10 ülkeden siyaset, sanat, dünyasının önemli isimlerinin katıldığı ve üç gün süren etkinliklerle İsmail Bey Gaspıralı çeşitli yönleriyle konuşuldu, oturumun ikinci günü birinci oturumuna başkanlık eden Kıymaz Son yıllarda özellikle doğu ve güney-doğuda yaşanan bazı olumsuzluklara dikkat çekerek şunları söyledi ‘..gelişmeler sizleri ümitsizliğe düşürmesin biz büyük milletiz, benzer çok badireleri atlatıp bu günlere geldik, dünyada 300 milyona yakın bir Türk nüfusu var, bunlar dağınık ve örgütsüz bir kalabalık, bunları bir amca çocukları biri birlerinden koparılmış kardeşler olarak görüyorum, şimdi bu çocuklar ayıktı, büyüdüler atalarının miraslarını ve kardeşlerini merak ediyorlar, batıda Avrupa da önemli bir diasporamız var, Asya’da önemli ülkelerle kardeşliğimiz var geriden gelen Türk dalgası asla komplolarla durdurulamaz bu dalga ancak geciktirilir ama gelecek yüz yıl Türk yüz yılı olacaktır, bilimde sanatta, sporda ve iş alanında önemli Türk markaları Avrupa da Asya’da kendilerine Pazar ve yer buluyor, okumuş bir genç nüfus var arkamızda, bu potansiyel büyük devlet olmamızı mutlaka sağlayacak, bu fetret dönemi yeni başlangıcın habercisi ümit var olun yarınlar bizim’ dedi

Fahrettin Çelik, İsmail Bey Gaspıralı, Dil ve Gazetecilik başlıklı sunumu yaptı

Sempozyumun ikinci gün birinci oturumunda konuşmacılar arasında yer alan GAP Gazeteciler Birliği Genel Sekreteri Fahretin Çelik’te İSMAİL GASPIRALI, DİL VE GAZETECİLİK başlığıyla yaptığı konuşmasında şunları söyledi;

‘ … Eğer yağmur yağmıyorsa, yağmur duasına çıkma zamanı gelmiş demektir. Yağmur yağarken duaya çıkılmaz…

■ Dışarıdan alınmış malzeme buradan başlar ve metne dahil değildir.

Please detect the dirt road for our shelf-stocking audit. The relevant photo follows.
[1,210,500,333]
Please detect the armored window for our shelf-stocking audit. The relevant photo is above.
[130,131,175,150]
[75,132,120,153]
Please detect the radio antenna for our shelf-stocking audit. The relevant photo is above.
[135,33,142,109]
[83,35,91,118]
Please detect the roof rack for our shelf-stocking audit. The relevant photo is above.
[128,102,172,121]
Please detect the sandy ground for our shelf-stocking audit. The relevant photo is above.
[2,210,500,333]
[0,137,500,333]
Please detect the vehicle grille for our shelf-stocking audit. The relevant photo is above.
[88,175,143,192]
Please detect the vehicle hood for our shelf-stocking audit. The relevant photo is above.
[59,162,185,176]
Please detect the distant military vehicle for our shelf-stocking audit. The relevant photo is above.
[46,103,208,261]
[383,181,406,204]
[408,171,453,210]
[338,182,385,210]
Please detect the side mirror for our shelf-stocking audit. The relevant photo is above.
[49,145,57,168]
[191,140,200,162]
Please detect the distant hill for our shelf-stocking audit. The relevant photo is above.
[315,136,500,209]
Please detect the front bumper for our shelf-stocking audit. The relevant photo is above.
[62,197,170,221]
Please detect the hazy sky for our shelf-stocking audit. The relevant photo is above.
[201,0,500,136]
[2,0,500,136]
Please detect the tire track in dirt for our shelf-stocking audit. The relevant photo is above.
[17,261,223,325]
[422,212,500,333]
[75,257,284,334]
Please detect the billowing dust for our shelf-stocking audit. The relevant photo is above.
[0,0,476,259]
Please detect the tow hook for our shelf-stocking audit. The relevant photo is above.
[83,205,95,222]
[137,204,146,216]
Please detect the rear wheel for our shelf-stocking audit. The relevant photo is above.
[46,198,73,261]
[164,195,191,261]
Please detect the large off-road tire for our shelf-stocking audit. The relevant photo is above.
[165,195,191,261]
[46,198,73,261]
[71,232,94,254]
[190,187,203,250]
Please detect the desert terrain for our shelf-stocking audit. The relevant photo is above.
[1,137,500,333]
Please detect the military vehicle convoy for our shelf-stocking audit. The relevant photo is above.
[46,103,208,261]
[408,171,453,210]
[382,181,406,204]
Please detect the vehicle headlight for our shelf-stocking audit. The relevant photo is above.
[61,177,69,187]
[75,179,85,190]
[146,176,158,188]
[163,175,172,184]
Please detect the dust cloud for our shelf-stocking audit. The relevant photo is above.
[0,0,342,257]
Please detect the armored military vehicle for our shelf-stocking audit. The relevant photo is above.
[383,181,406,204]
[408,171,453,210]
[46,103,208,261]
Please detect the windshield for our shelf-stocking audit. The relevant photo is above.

Yaşadığım yer olan Adıyaman'ın Samsat ilçesinde bir türbe vardı. İsmine "Sahabe" derdik. Yüz yıllardır orada yatan zatın sahabe olduğunu bildiğimiz halde gereken ilgiyi göstermiyorduk. Ta ki, O'nu yeni yeni öğrenmeye başladık. Çünkü, bizim şu anda O'na ihtiyacımız var. Şu anda O'na gereken ilgiyi gösterme ortamı var. O halde yüz yıllarca burada yaşamış Sahabe Safvan b. Muattal'ın bu zamana kadar beklemiş olmanın bir hikmeti var.

İsmail Bey Gaspıralı'da 100 yıl önce vefat etmiş ama anca yeni yeni gerçek değeri vermeye çalışıyoruz. Belki bundan 30 yıl önce İsmail Bey Gaspıralı'yı anacak olsak, sesimiz kısık çıkacak, verdiği mesajları anlayamayacaktık. 100 yıl sonra fikirlerini, yaşantısını, mücadelesini konuşuyorsak. Türk dünyası için şu anda ihtiyaç var demektir.

İsmail Gaspıralı bundan 100-150 yıl önce yaşamış bir kişi. O'nu bugünlere taşıyan, onu unutulmaz kılan şey nedir?

O savaş kazanmış, yüksek rütbeli bir asker değil, saraylarda yaşamış bir padişahta değil…

O, yaşadığı zaman yaklaşık 70 yıl Rus himayesi altında kalmış Kırım'da dünyaya gelmiş, dini, dili, milleti için endişe duymuş ve bu uğurda bir şeyler yapma gayreti içerisinde olmuş bir kişi. Bu tarihlerde Rusların uyguladığı asimilasyon politikası doruğa çıkmış, düşünen ve düşündüğünü ifade eden aydınlar için tehlikeli bir dönem.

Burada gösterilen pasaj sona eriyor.